Need to Change the Trustee on a Revocable Living Trust? Find Out How to do it Here
There are situations that could arise where you will want to change the trustee on your revocable living trust. Say, for instance, you had initially named the trustee of your trust as the company with which you were partnered, but after you sold your portion of the business it only makes sense that you change the trustee to another individual or entity. It goes without saying that there may be many reasons you no longer want your ex-business partnership making decisions with regards to your trust. Luckily, as the trust’s creator you have complete authority to make this change.
If your trust was created by people other than just yourself, you will first need to talk to the other members about your decision to change the trustee. After all, everyone involved with the trust must agree to the changes in order for them to be made.
Then, you will want to make sure that the person whom you are intending to give the trusteeship to is in agreement with your decision. Being a trustee and handling all of the trust’s assets does come with a great deal of responsibility that not everyone will be willing to take on.
If they do agree to the role, you will have to write a document, also called an amendment, which will be added to the other paperwork involving your trust, stating what changes were made and why. But you’re not finished yet!
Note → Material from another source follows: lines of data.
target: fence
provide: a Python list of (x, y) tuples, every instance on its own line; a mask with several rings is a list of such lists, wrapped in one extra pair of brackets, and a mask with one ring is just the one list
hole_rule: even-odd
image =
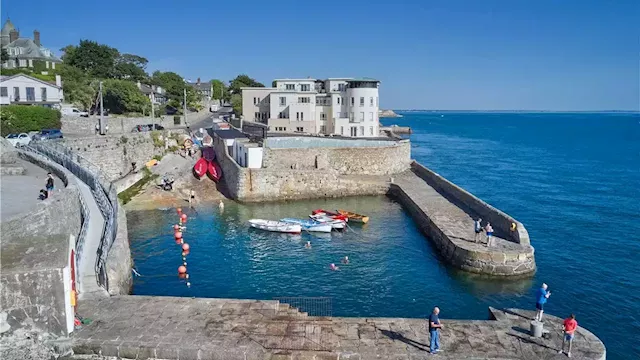
[[(61, 146), (59, 143), (54, 141), (32, 142), (25, 148), (64, 166), (91, 189), (105, 221), (100, 245), (97, 250), (95, 264), (96, 280), (98, 285), (108, 291), (109, 279), (107, 278), (106, 261), (118, 231), (118, 194), (116, 193), (115, 186), (107, 180), (97, 166), (84, 157)], [(86, 210), (86, 208), (84, 210)], [(84, 236), (86, 237), (86, 229), (84, 229)], [(84, 246), (84, 238), (80, 241), (81, 246)], [(78, 251), (78, 253), (80, 253), (80, 251)]]
[(333, 302), (330, 297), (275, 297), (281, 303), (288, 304), (309, 316), (332, 316)]

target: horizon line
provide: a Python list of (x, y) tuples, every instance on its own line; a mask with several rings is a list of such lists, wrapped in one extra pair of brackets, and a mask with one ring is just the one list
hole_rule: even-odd
[[(380, 109), (385, 110), (385, 109)], [(470, 110), (470, 109), (390, 109), (403, 112), (520, 112), (520, 113), (640, 113), (640, 110)]]

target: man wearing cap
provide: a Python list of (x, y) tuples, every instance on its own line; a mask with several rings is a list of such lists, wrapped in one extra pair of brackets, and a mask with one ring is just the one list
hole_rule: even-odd
[(536, 318), (534, 320), (542, 321), (542, 313), (544, 313), (544, 304), (547, 303), (547, 299), (551, 296), (551, 291), (547, 290), (547, 284), (542, 283), (542, 286), (536, 292)]

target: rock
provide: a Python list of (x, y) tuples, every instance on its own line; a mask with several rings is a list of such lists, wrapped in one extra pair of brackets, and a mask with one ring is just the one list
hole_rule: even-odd
[(15, 164), (18, 159), (16, 148), (11, 145), (9, 140), (0, 138), (0, 163)]
[(399, 118), (399, 117), (402, 117), (402, 115), (396, 114), (396, 112), (393, 111), (393, 110), (380, 110), (378, 112), (378, 117), (381, 117), (381, 118)]

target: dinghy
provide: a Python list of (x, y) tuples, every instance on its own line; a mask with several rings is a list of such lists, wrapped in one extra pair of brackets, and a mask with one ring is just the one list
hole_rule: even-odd
[(369, 221), (369, 217), (366, 215), (356, 214), (347, 210), (338, 210), (338, 214), (346, 216), (349, 221), (366, 224)]
[(341, 215), (341, 214), (334, 213), (334, 212), (331, 212), (331, 211), (328, 211), (328, 210), (323, 210), (323, 209), (313, 210), (311, 212), (311, 214), (314, 215), (314, 216), (315, 215), (326, 216), (326, 217), (329, 217), (329, 218), (332, 218), (332, 219), (336, 219), (336, 220), (344, 220), (344, 221), (348, 221), (349, 220), (349, 218), (346, 215)]
[(323, 223), (323, 224), (328, 224), (331, 225), (332, 229), (336, 229), (336, 230), (342, 230), (345, 227), (347, 227), (347, 223), (344, 220), (340, 220), (340, 219), (333, 219), (327, 215), (309, 215), (309, 217), (319, 223)]
[(198, 179), (202, 178), (204, 174), (207, 173), (207, 160), (205, 158), (200, 158), (196, 161), (196, 164), (193, 165), (193, 174)]
[(207, 175), (211, 178), (211, 180), (218, 182), (222, 177), (222, 169), (220, 165), (214, 160), (209, 162), (209, 166), (207, 167)]
[(331, 232), (331, 225), (328, 223), (321, 223), (313, 220), (305, 220), (305, 219), (294, 219), (294, 218), (285, 218), (280, 219), (282, 222), (286, 222), (289, 224), (298, 224), (302, 227), (304, 231), (313, 231), (313, 232)]
[(207, 161), (213, 161), (216, 158), (216, 152), (212, 147), (203, 147), (202, 148), (202, 157), (207, 159)]
[(302, 227), (300, 225), (290, 224), (282, 221), (251, 219), (249, 220), (249, 225), (255, 229), (273, 231), (273, 232), (281, 232), (281, 233), (289, 233), (289, 234), (299, 234), (300, 232), (302, 232)]

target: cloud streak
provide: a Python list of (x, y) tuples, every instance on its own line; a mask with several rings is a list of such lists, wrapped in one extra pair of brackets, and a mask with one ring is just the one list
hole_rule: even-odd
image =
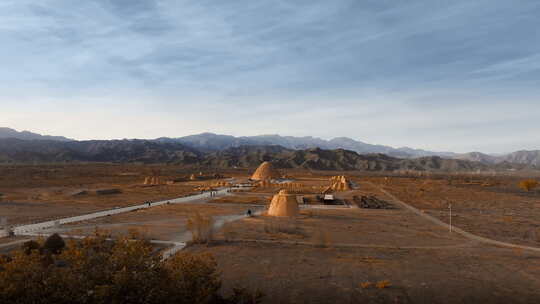
[[(538, 134), (511, 135), (538, 128), (539, 17), (533, 0), (6, 0), (0, 124), (79, 138), (214, 131), (540, 148)], [(70, 128), (28, 105), (84, 119)], [(85, 128), (98, 115), (116, 118)]]

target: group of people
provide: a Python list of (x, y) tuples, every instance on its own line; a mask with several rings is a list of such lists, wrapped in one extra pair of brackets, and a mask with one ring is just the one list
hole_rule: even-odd
[[(230, 189), (227, 189), (227, 192), (229, 192)], [(204, 191), (201, 191), (201, 194), (204, 193)], [(216, 197), (217, 196), (217, 191), (216, 190), (210, 190), (210, 197)], [(169, 205), (171, 202), (167, 202), (167, 205)], [(152, 206), (152, 202), (151, 201), (146, 201), (145, 204), (148, 204), (148, 207), (151, 207)], [(246, 215), (251, 217), (253, 216), (253, 212), (251, 211), (251, 209), (248, 209), (247, 212), (246, 212)]]
[[(152, 202), (151, 201), (146, 201), (144, 202), (145, 205), (148, 205), (148, 207), (152, 207)], [(167, 201), (167, 205), (170, 205), (171, 202)]]

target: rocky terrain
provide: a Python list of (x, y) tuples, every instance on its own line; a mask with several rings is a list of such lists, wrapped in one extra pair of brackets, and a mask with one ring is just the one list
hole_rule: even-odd
[(494, 156), (371, 145), (347, 137), (202, 133), (155, 140), (74, 141), (0, 128), (0, 163), (143, 162), (220, 168), (254, 167), (272, 160), (286, 168), (320, 170), (486, 170), (540, 168), (540, 150)]
[(145, 140), (50, 141), (0, 139), (0, 163), (196, 163), (201, 153), (175, 143)]
[(304, 150), (310, 148), (321, 148), (327, 150), (346, 149), (361, 154), (384, 153), (390, 156), (403, 158), (436, 155), (435, 152), (416, 150), (411, 148), (395, 149), (389, 146), (372, 145), (348, 137), (336, 137), (330, 140), (324, 140), (312, 136), (295, 137), (280, 135), (258, 135), (234, 137), (230, 135), (202, 133), (179, 138), (158, 138), (157, 141), (182, 143), (184, 145), (202, 151), (220, 151), (228, 148), (248, 145), (278, 145), (293, 150)]
[(433, 152), (409, 147), (393, 148), (384, 145), (372, 145), (347, 137), (336, 137), (330, 140), (324, 140), (311, 136), (294, 137), (259, 135), (234, 137), (213, 133), (202, 133), (179, 138), (159, 138), (157, 141), (181, 143), (205, 152), (222, 151), (240, 146), (278, 145), (292, 150), (306, 150), (311, 148), (321, 148), (325, 150), (345, 149), (359, 154), (381, 153), (403, 159), (439, 156), (448, 159), (481, 162), (488, 165), (499, 164), (500, 166), (505, 166), (505, 163), (510, 163), (540, 168), (540, 150), (517, 151), (506, 155), (494, 156), (481, 152), (459, 154), (454, 152)]
[(487, 170), (490, 166), (438, 156), (400, 159), (385, 154), (311, 148), (292, 150), (281, 146), (240, 146), (201, 152), (179, 143), (148, 140), (46, 141), (0, 139), (0, 163), (171, 163), (213, 168), (256, 167), (272, 161), (279, 168), (311, 170)]
[(505, 164), (522, 164), (527, 165), (535, 168), (540, 168), (540, 150), (532, 150), (532, 151), (516, 151), (513, 153), (500, 155), (500, 156), (493, 156), (481, 152), (470, 152), (465, 154), (460, 154), (456, 156), (455, 158), (463, 159), (463, 160), (470, 160), (470, 161), (478, 161), (482, 162), (484, 164), (499, 164), (499, 165), (505, 165)]

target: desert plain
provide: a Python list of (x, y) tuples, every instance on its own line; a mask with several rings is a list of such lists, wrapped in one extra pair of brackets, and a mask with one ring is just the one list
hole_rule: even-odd
[[(182, 250), (216, 258), (223, 292), (245, 286), (262, 291), (265, 303), (540, 299), (540, 191), (519, 188), (527, 176), (281, 171), (282, 183), (261, 186), (249, 180), (253, 169), (6, 165), (0, 167), (0, 217), (16, 227), (221, 190), (40, 233), (84, 237), (99, 230), (116, 237), (136, 232), (164, 242), (165, 248), (186, 243)], [(335, 175), (346, 176), (350, 189), (327, 191)], [(159, 181), (148, 184), (148, 177)], [(234, 187), (246, 183), (255, 187)], [(301, 198), (297, 216), (266, 215), (281, 189)], [(333, 202), (324, 202), (325, 194)], [(361, 197), (388, 205), (362, 207)], [(246, 216), (248, 210), (252, 216)], [(193, 242), (194, 218), (211, 221), (206, 242)], [(0, 238), (0, 251), (36, 237)]]

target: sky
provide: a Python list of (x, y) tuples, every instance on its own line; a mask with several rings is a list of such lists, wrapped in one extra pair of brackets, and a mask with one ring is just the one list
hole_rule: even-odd
[(0, 127), (540, 149), (537, 0), (2, 0)]

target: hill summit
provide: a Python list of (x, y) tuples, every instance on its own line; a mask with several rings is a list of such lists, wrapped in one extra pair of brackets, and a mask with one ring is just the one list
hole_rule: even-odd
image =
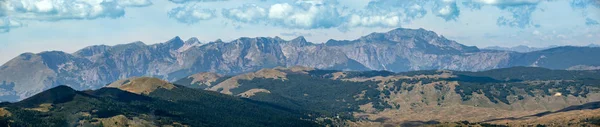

In order to give the new trustee the ability to legally control the trust’s assets, you will need to replace the name of the old trustee on the title of the trust with the new one.
With that, you will have changed the trustee on your revocable living trust, but if you find that the paper work for your trust has become somewhat confusing because previous amendments have been made, you may wish to create a trust restatement which will essentially renew the trust with just the information about the new trustee, and allow you to get rid of all of the older paperwork and amendments.